Parque Nacional Cajas
"Los árboles crecen en formas retorcidas porque la altitud no permite nada más."
Un páramo de alta montaña sobre Cuenca con 235 lagunas a 4.000 m, donde los polylepis crecen en retorcidos bosquetes entre los lagos glaciares.
El bus desde Cuenca tarda cuarenta minutos por la Ruta 582, saliendo de la ciudad tan rápido que los oídos se tapan antes de terminar el café. Cuando el conductor nos dejó en la entrada del parque, la temperatura había caído quince grados y la luz había cambiado por completo — esa blancura plana y sin sombra que solo existe por encima de los 4.000 metros, donde el sol está cerca pero de alguna forma es difuso, el cielo entero convertido en una sola lámpara suave.
Adentro en el páramo
El páramo no es dramático como suelen serlo las montañas. No hay acantilados, no hay caídas vertiginosas. Es un paisaje de acumulación — miles de matas de paja ichu, suelo encharcado que cede bajo los pies y 235 lagunas dispersas entre las crestas como pedazos de espejo caídos al suelo. La Laguna Toreadora es la más grande y la primera que alcanzamos, su superficie del color del peltre viejo, completamente inmóvil. Un par de patos andinos cruzaron el extremo lejano sin hacer ningún sonido.
Lo que no esperaba era el olor. No a pino, no al verde húmedo de los bosques de menor altitud — algo más agudo, mineral, con una dulzura por debajo que venía de los frailejones que crecen en densas rosetas a orillas de las lagunas.

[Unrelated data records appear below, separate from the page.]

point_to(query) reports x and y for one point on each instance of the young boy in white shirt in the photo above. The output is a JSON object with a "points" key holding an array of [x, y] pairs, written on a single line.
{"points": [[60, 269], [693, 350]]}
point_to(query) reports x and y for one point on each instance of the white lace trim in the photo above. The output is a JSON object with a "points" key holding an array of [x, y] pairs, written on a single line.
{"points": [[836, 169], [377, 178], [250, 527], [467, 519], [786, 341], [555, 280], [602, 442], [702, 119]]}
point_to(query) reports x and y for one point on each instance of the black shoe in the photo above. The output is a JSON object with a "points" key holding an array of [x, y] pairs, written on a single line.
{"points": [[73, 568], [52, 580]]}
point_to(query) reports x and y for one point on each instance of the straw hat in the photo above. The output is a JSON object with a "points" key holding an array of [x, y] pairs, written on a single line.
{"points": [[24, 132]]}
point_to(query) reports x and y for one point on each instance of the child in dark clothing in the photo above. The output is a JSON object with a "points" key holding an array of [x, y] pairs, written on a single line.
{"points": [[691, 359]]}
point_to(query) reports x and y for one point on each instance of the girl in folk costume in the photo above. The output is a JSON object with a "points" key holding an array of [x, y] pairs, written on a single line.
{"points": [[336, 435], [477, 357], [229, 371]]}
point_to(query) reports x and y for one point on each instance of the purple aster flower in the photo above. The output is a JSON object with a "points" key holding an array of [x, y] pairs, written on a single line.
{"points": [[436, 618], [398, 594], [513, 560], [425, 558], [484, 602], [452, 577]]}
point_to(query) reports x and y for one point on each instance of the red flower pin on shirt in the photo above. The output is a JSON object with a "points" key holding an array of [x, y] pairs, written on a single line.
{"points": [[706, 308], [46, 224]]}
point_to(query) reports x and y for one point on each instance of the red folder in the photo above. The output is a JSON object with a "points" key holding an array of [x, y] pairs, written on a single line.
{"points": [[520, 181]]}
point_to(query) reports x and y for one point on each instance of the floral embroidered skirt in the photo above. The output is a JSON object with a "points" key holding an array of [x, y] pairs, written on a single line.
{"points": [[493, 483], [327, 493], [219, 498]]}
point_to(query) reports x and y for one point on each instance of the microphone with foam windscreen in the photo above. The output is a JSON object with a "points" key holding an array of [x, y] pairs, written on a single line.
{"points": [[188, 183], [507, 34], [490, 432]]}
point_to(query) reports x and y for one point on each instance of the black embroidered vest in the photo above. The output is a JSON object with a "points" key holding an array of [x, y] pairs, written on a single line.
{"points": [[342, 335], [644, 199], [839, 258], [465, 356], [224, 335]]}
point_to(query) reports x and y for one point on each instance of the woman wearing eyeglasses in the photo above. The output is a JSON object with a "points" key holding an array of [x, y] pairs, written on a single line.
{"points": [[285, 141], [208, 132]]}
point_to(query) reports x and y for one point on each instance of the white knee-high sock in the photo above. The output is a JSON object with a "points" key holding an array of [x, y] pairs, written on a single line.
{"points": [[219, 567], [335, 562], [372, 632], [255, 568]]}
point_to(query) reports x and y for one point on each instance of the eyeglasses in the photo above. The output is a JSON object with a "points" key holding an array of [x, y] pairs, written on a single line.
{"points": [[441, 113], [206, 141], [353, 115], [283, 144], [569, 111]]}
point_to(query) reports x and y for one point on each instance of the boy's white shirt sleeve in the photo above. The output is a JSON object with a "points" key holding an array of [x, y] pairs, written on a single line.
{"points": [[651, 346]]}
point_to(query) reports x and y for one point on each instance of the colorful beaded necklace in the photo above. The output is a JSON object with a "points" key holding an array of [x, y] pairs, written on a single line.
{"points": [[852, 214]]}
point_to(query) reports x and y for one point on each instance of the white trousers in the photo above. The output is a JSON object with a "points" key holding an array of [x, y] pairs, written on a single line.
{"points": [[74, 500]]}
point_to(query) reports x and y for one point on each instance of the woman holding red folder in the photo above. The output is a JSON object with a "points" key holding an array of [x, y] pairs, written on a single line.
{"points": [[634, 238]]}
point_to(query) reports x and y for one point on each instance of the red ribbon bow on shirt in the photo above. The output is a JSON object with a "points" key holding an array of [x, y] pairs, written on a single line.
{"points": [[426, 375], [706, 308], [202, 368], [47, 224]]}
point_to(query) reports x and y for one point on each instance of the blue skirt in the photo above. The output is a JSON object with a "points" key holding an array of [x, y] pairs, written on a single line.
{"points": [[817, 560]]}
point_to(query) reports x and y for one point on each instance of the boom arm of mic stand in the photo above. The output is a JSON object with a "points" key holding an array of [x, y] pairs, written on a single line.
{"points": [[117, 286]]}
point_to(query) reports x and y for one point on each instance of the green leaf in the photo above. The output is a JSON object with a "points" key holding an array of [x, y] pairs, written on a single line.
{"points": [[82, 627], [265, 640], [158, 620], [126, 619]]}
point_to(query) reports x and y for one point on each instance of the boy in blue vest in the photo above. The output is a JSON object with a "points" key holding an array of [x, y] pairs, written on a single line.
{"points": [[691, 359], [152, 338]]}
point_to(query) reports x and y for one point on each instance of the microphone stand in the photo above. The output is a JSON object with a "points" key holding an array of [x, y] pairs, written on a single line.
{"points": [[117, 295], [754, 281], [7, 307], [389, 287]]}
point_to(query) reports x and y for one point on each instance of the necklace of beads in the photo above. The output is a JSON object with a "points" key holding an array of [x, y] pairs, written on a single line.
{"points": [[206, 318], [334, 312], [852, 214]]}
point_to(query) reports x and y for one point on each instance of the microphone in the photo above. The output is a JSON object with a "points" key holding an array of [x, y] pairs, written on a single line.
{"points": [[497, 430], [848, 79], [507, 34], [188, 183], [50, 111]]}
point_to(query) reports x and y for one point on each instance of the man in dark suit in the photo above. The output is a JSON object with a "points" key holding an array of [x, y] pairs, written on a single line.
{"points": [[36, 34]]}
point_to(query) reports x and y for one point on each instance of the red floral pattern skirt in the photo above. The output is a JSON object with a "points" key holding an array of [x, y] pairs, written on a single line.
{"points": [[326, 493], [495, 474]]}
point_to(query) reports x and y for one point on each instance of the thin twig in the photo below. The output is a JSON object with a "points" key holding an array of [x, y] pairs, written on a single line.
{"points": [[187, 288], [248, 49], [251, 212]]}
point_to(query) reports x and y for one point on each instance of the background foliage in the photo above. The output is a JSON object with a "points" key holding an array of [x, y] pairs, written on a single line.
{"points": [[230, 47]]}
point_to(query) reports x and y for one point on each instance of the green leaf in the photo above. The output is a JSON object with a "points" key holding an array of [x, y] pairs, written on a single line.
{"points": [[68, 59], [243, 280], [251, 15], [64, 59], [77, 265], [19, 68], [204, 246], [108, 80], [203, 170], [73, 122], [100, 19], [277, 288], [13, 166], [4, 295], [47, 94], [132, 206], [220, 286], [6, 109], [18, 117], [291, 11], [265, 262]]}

Lia se agachó a oler uno y levantó la vista sorprendida, como si no hubiera esperado nada y hubiera recibido algo.
Los bosques de polylepis
Los polylepis me detuvieron en seco. Había leído sobre ellos, pero no estaba preparado para lo que eran en realidad: antiguos, de corteza papelada, con troncos doblados en ángulos improbables, algunos no más altos que yo a pesar de tener décadas de vida. La altitud lo comprime todo. Los árboles crecen como si se inclinaran ante un viento permanente, incluso en los días en calma, la memoria de la presión escrita en la madera. En el bosquete cerca de la Laguna Luspa, la luz se filtraba por el dosel en finos haces y el suelo debajo estaba cubierto de musgo espeso, de un verde improbable, improbablemente suave para un lugar tan alto.

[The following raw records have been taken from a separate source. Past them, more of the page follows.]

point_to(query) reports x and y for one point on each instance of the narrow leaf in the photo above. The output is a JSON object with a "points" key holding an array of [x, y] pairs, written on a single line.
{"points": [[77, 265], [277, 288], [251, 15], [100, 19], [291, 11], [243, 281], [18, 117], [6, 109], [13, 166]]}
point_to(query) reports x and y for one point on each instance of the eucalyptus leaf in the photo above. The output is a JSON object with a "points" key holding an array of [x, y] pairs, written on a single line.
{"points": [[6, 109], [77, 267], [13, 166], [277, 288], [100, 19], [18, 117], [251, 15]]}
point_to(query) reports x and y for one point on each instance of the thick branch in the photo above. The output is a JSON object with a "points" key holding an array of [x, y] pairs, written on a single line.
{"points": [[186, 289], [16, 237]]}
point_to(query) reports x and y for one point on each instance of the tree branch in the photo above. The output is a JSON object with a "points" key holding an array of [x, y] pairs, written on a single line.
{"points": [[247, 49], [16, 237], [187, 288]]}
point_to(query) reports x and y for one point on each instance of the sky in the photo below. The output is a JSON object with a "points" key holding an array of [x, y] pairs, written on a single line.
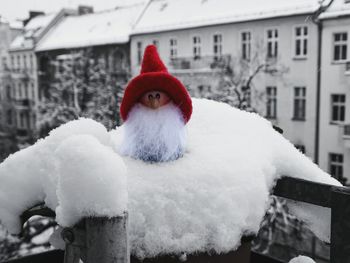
{"points": [[18, 9]]}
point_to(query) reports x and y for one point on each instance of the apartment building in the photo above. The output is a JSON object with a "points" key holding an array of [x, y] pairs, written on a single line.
{"points": [[335, 91], [23, 80], [193, 41], [103, 37], [8, 31]]}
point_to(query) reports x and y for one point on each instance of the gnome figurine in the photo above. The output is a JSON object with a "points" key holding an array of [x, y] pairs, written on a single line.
{"points": [[155, 108]]}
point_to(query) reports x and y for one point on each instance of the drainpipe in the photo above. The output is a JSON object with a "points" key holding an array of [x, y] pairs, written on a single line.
{"points": [[318, 22]]}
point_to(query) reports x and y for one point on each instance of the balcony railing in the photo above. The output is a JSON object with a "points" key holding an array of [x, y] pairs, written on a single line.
{"points": [[347, 68], [346, 135], [199, 63], [323, 195]]}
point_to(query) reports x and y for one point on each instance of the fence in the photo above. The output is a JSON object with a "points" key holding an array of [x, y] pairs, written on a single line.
{"points": [[106, 240]]}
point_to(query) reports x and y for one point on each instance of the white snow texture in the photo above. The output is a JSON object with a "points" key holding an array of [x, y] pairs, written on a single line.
{"points": [[204, 201], [301, 259]]}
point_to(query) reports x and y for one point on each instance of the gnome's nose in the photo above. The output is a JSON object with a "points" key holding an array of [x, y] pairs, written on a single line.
{"points": [[154, 99]]}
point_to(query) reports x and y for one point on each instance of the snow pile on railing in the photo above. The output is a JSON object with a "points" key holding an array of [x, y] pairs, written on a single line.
{"points": [[205, 201], [301, 259], [72, 171]]}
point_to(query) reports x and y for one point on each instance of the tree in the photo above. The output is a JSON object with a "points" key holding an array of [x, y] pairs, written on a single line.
{"points": [[238, 76], [82, 86]]}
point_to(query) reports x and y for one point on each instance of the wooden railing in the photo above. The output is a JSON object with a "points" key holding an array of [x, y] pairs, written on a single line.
{"points": [[336, 198]]}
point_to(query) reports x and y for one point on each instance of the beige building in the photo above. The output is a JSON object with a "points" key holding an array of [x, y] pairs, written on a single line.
{"points": [[23, 80], [280, 34], [335, 90]]}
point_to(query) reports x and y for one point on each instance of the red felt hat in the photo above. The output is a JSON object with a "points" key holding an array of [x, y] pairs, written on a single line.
{"points": [[155, 76]]}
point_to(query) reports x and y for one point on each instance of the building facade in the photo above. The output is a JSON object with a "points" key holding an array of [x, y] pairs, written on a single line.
{"points": [[286, 42], [99, 41], [23, 80], [335, 91], [7, 33]]}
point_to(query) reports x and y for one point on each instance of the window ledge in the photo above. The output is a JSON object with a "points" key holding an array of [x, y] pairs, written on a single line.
{"points": [[338, 62], [298, 119], [299, 58], [338, 123], [270, 118]]}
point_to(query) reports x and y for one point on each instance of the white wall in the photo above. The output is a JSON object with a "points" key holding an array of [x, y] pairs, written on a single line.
{"points": [[333, 81]]}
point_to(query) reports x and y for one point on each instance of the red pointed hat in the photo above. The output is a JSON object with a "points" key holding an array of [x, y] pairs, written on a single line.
{"points": [[155, 76]]}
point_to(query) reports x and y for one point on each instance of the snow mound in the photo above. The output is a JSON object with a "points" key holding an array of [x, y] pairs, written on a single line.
{"points": [[205, 201], [97, 190], [71, 170], [301, 259], [219, 190]]}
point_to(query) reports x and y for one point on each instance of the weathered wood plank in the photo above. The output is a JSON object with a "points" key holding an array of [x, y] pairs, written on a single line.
{"points": [[305, 191], [107, 240]]}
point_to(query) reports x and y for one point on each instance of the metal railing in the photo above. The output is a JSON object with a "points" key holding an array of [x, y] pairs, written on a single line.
{"points": [[105, 240]]}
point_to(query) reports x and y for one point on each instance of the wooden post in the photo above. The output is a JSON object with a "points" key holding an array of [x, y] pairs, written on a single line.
{"points": [[340, 226], [107, 240]]}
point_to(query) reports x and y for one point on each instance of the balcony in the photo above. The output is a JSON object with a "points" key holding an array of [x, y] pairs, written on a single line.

Un guardaparques que nos cruzamos nos contó que el Cajas almacena más agua dulce por kilómetro cuadrado que casi cualquier otro lugar de los Andes. Toda visible, ninguna desperdiciada en la distancia — laguna tras laguna, separadas solo por crestas que se cruzan en diez minutos a pie.
Lo que me sorprendió
El silencio me sorprendió. No la ausencia de sonido, exactamente — el viento se mueve sin parar — sino la ausencia de ruido humano. Una hora después de iniciar la caminata por el Camino del Inca, la carretera había desaparecido, el bus había desaparecido, y solo quedaba la hierba doblándose en largas olas lentas y el frío posado sobre mis hombros como algo paciente.

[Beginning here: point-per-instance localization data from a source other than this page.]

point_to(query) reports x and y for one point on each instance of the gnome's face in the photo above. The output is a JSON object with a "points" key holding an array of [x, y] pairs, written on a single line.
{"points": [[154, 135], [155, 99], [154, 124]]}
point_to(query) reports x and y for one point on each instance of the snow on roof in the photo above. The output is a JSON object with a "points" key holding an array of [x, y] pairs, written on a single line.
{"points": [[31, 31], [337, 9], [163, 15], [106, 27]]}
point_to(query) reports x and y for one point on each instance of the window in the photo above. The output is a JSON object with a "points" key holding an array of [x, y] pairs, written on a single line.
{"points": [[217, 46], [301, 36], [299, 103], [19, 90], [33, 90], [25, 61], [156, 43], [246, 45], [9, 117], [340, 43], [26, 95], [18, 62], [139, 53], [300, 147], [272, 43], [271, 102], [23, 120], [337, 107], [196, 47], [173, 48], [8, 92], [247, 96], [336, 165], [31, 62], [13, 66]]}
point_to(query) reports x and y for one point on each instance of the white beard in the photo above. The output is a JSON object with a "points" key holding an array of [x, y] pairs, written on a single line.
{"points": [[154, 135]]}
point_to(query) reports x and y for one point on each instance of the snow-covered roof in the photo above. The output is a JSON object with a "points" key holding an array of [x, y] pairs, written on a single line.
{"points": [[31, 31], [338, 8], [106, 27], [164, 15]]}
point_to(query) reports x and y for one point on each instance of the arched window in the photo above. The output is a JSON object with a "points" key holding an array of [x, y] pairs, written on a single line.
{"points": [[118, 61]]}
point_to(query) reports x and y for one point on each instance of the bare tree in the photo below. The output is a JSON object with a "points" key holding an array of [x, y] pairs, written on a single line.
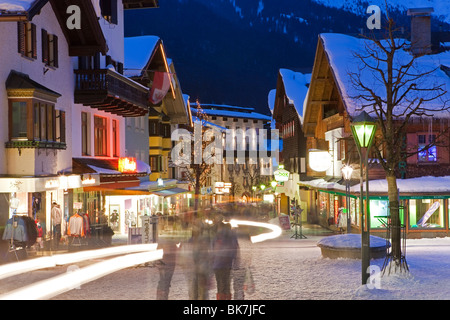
{"points": [[198, 163], [393, 86]]}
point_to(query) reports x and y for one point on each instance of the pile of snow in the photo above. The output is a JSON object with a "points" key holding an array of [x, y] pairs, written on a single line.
{"points": [[350, 241]]}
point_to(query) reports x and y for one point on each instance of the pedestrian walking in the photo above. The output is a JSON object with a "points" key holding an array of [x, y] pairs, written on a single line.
{"points": [[56, 223], [166, 267], [225, 248]]}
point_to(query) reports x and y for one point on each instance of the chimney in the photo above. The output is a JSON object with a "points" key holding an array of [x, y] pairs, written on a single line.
{"points": [[420, 30]]}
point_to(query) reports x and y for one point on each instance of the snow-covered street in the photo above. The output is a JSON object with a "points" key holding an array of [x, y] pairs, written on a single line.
{"points": [[283, 269]]}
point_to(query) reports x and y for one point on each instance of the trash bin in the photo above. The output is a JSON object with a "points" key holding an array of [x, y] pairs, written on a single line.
{"points": [[149, 229]]}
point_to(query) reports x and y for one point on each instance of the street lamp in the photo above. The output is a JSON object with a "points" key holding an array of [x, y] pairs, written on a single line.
{"points": [[347, 173], [275, 202], [363, 130]]}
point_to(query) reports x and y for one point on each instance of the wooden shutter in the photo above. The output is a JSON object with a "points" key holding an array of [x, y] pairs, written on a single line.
{"points": [[55, 51], [21, 37], [45, 53], [33, 41], [62, 126]]}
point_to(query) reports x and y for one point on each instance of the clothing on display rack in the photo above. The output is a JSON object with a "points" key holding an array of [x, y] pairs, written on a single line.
{"points": [[76, 226], [21, 232]]}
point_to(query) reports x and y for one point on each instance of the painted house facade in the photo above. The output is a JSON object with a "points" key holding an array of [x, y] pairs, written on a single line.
{"points": [[287, 101], [67, 101], [235, 181]]}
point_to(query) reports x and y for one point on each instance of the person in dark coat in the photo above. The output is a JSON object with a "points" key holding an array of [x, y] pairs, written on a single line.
{"points": [[225, 248]]}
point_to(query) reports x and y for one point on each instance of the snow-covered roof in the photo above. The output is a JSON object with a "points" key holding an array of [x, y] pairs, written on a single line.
{"points": [[296, 89], [340, 50], [440, 7], [420, 185], [138, 51], [233, 112], [16, 5], [209, 124], [271, 99]]}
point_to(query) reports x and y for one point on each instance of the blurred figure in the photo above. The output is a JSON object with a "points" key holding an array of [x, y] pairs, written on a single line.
{"points": [[225, 248], [166, 268], [196, 255]]}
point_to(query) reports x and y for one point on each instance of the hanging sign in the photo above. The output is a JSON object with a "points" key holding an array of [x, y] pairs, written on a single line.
{"points": [[281, 174], [127, 165]]}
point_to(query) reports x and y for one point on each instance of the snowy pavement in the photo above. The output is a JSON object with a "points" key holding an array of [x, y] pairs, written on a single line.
{"points": [[283, 269]]}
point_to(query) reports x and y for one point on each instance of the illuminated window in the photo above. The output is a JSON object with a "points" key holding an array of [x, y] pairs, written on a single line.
{"points": [[27, 41], [100, 136], [427, 154]]}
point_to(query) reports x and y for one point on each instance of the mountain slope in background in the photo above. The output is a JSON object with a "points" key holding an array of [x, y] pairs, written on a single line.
{"points": [[230, 51]]}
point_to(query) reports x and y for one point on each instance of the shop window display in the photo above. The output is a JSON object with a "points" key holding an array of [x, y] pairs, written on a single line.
{"points": [[378, 213], [426, 213]]}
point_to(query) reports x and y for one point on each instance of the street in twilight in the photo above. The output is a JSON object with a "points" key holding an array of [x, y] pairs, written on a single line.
{"points": [[193, 150], [284, 268]]}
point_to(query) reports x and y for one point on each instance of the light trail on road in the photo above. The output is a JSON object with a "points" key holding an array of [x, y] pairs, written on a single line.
{"points": [[75, 277]]}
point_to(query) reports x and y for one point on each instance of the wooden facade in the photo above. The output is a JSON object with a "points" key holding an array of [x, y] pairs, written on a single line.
{"points": [[326, 112]]}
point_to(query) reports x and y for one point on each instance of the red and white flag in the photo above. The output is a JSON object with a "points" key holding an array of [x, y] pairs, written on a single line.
{"points": [[160, 86]]}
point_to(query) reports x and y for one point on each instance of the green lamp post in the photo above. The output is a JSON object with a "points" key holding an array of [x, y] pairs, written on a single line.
{"points": [[363, 129]]}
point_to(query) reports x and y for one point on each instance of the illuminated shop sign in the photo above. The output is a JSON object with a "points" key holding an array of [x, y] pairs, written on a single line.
{"points": [[281, 174], [222, 187], [127, 165]]}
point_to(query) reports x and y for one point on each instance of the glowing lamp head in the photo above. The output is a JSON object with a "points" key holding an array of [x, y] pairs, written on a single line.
{"points": [[363, 130], [347, 172]]}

Cuando ir: La temporada seca va de junio a septiembre y ofrece los cielos más despejados y la mejor visibilidad sobre las lagunas. El resto del año trae neblina y lluvia frecuentes, lo que hace el paisaje más atmosférico pero los senderos más difíciles — sal temprano de todas formas, ya que las nubes suelen entrar a primera hora de la tarde.